Someone knocked on my door and a whole group of people accompanied Dr Sanders into my room after Dr Anderson told them that no one will visit me. Gee thanks Dr A, way to make a girl feel great about herself. This stupid conference meant that people would be barging in and out of my room for the rest of the week, asking questions about me, about which gene mutation I had, asking about my family history. I knew nothing. My parents were dead. My best friend was dead. I was soon to be dead. What did it matter?
An extremely gorgeous couple caught my eye. He was obviously the doctor, she was his wife because it was clear that she didn't know what was potting, if the confused expression on her face was anything to go by. She was trying to be subtle about staring around my room, and failing miserably.
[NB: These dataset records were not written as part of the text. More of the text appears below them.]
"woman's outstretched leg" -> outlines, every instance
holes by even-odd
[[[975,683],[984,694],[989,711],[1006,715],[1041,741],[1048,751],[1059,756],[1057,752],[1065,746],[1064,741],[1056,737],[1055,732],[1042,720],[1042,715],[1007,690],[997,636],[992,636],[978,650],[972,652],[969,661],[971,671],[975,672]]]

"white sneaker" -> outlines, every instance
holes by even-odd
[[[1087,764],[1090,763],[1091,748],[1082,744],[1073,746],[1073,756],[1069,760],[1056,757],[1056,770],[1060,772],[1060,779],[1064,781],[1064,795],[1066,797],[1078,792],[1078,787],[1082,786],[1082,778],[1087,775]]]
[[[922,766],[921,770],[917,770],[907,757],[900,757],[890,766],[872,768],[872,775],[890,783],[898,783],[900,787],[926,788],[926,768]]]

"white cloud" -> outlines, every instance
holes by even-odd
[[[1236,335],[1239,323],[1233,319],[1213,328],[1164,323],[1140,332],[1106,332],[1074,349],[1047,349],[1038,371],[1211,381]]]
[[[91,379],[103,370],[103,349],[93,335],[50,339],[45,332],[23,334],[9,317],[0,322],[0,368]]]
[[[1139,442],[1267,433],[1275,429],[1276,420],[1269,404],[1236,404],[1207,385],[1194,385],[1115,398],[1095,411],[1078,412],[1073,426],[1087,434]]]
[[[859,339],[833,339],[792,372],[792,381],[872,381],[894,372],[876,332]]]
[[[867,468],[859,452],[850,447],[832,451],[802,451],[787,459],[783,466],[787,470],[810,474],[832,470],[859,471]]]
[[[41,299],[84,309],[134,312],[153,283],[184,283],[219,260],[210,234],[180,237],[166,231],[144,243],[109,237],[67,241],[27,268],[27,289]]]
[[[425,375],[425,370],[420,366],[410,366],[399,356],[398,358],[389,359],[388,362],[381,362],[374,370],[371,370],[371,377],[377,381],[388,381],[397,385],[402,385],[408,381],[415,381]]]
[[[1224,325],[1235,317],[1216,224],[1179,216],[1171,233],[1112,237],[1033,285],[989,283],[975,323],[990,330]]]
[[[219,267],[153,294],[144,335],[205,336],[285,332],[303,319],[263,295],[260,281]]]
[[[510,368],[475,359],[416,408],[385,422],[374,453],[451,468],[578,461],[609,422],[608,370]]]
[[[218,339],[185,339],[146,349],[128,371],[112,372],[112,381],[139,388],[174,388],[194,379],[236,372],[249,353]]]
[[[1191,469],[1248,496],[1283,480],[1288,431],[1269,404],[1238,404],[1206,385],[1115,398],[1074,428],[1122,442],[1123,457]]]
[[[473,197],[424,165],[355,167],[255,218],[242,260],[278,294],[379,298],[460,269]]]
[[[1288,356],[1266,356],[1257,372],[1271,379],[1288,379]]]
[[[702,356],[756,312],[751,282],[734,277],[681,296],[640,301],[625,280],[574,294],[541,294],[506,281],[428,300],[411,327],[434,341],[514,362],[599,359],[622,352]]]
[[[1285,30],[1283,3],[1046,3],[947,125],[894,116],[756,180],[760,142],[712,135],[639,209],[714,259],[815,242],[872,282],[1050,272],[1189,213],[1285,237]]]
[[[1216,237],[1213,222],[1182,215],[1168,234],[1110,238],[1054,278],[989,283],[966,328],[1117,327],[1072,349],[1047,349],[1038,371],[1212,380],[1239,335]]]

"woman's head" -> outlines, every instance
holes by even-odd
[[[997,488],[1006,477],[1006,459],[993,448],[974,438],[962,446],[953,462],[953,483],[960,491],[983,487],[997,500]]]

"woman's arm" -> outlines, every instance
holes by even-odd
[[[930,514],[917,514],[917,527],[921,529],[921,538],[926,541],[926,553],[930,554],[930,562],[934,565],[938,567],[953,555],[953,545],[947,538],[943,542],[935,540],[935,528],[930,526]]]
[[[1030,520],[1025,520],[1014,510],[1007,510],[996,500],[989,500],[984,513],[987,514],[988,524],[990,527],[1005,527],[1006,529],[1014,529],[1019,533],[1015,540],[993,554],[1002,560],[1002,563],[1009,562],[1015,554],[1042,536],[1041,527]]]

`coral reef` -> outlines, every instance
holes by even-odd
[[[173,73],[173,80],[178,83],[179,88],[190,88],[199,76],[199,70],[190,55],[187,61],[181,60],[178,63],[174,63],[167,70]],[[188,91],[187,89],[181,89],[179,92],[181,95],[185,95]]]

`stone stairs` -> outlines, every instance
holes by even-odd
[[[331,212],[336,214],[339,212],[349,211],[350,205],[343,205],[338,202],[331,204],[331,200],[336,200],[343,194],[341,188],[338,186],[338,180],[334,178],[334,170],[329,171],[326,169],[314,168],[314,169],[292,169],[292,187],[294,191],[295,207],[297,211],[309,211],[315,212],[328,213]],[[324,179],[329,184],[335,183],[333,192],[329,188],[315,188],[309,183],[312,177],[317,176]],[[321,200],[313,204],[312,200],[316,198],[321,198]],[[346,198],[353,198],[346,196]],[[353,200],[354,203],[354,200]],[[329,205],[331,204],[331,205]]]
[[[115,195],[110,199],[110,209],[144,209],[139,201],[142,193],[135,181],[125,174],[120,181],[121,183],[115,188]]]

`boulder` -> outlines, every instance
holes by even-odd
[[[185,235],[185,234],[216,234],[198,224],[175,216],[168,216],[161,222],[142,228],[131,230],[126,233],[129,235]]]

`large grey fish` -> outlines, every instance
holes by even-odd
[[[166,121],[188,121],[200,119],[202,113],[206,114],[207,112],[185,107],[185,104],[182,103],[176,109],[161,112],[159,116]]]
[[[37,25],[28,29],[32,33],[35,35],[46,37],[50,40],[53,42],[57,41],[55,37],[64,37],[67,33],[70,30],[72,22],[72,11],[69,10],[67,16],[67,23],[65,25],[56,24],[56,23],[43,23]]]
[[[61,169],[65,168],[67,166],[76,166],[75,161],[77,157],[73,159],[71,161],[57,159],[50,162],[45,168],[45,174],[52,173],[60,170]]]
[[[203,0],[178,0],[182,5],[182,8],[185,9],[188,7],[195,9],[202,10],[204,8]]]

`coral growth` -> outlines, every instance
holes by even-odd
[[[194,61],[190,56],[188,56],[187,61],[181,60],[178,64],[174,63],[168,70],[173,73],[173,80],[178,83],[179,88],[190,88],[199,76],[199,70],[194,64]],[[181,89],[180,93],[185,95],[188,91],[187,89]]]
They were pale, but I didn't want to stare too long. I stifled a grin as I recalled last seeing that kind of paleness on Bree. A vampire working in health care? Please. What a ridiculous notion. The people eventually left my room. Thank heavens. I needed my space. I also needed a bath. I just wished that Dr Anderson would come clean and tell me when I could expect to die, this was starting to get very annoying.